Care and Feeding of the DOM Serializer Tests
by Akkana Peck, akkzilla at shallowsky dot com.
Introduction
The DOM Serializers are the code which controls all output from Mozilla -- they're what translates html into plaintext when you send as plaintext from the html mail compose window, what produces the plaintext or html you see when you copy something in mozilla and paste it into another window, and what produces the html output from Composer.Since historically the output of the serializers have been very sensitive to changes, the mozilla build now includes a set of automated serializer tests which are run as part of the Tinderbox cycle. This document will describe how those tests work, how to add a new test, and what to do if something breaks one of the tests.
Overview of the tests
In a source tree, the serializer tests live in htmlparser/tests/outsinks. This may seem like a strange place given that the serializers themselves live in content/base/src. Indeed it is -- it's left over from when the serializers were part of the parser. When they got moved, the tests didn't move with them.The tests consist of several components:
- The test program, a C++ program called TestOutput (which is run from dist/bin just like the mozilla application itself). Most of the code implementing this is in Convert.cpp.
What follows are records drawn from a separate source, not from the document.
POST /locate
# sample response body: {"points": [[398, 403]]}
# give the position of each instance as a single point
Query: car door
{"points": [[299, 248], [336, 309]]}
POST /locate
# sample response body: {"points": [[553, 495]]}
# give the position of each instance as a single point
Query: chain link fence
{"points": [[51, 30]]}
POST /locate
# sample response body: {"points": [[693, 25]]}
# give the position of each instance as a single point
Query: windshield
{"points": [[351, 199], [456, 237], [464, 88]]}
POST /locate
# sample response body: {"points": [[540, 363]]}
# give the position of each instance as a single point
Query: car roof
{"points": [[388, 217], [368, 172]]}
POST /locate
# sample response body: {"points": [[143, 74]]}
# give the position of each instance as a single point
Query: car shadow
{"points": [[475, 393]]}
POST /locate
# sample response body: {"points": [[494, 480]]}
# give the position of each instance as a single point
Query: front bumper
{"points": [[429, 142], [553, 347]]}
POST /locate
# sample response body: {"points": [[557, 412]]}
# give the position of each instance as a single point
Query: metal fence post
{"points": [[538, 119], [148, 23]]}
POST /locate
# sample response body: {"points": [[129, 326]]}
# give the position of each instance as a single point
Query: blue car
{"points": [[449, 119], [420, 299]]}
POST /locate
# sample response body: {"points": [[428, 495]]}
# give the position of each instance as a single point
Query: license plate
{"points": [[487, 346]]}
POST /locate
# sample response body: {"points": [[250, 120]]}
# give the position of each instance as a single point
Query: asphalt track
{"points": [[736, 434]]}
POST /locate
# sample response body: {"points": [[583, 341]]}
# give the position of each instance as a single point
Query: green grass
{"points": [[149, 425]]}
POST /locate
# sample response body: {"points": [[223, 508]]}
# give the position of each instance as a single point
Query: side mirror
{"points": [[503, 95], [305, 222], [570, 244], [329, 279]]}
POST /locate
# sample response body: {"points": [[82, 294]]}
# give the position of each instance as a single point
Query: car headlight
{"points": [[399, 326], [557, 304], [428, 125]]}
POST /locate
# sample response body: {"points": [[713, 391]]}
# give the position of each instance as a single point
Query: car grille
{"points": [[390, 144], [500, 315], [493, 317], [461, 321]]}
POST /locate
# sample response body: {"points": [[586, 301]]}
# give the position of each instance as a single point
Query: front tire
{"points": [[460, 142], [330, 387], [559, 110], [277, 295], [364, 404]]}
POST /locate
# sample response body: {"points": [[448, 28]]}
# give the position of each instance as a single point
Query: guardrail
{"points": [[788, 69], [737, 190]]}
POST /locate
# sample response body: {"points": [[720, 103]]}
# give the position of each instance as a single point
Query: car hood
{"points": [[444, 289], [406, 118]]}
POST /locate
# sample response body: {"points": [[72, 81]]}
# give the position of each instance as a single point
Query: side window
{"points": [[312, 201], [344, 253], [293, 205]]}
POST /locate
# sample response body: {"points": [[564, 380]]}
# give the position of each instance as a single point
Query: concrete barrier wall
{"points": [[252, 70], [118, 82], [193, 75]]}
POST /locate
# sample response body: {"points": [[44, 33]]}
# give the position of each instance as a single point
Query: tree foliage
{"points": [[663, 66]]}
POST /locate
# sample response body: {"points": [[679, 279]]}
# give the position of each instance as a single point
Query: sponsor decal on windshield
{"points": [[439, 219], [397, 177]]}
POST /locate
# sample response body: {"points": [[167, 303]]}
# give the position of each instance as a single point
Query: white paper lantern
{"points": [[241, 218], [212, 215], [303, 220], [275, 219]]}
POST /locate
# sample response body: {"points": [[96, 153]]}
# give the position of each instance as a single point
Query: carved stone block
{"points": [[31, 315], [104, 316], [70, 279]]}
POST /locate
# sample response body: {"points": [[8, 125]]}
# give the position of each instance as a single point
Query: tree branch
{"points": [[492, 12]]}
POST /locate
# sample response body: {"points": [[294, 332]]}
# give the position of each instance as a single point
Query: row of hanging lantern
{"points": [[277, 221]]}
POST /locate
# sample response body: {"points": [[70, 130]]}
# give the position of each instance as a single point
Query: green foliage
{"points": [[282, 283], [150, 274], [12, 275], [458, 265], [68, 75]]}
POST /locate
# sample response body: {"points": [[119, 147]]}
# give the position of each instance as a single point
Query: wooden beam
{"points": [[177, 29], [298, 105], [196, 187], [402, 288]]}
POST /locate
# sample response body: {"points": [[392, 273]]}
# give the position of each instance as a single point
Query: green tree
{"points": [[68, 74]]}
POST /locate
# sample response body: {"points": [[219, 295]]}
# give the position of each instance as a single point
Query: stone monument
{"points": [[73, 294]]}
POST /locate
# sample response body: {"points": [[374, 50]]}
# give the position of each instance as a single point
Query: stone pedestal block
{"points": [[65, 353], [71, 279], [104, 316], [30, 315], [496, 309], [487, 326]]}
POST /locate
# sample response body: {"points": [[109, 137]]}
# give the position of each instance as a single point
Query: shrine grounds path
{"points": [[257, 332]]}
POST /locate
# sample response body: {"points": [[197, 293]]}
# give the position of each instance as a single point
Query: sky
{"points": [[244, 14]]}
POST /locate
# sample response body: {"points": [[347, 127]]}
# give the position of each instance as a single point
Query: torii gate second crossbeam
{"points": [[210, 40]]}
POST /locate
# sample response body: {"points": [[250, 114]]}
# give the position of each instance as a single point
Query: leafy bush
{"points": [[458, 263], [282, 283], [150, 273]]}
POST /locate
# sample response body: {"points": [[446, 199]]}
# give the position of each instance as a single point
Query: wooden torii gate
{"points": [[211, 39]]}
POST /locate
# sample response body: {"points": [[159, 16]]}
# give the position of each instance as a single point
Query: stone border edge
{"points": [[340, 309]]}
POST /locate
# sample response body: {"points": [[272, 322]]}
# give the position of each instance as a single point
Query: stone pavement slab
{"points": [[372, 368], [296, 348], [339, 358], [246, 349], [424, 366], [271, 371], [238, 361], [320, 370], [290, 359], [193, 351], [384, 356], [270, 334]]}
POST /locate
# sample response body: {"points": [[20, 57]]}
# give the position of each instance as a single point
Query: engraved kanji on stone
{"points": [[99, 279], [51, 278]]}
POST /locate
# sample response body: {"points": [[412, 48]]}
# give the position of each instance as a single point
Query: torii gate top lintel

- Input samples, generally named *.html in htmlparser/tests/outsinks. During a build these are copied or linked to dist/bin/OutTestData.
- Output samples: generally named *.out in htmlparser/tests/outsinks, copied to dist/bin/OutTestData during a build. TestOutput takes each input sample, runs it through the appropriate serializer with appropriate flags, then compares the result against one of the output samples.
- A perl script, TestOutSinks.pl, which contains the master list of tests, input and output files and flags. This is the script which is run from Tinderbox and which should be run by hand after making changes that might affect the serializer code.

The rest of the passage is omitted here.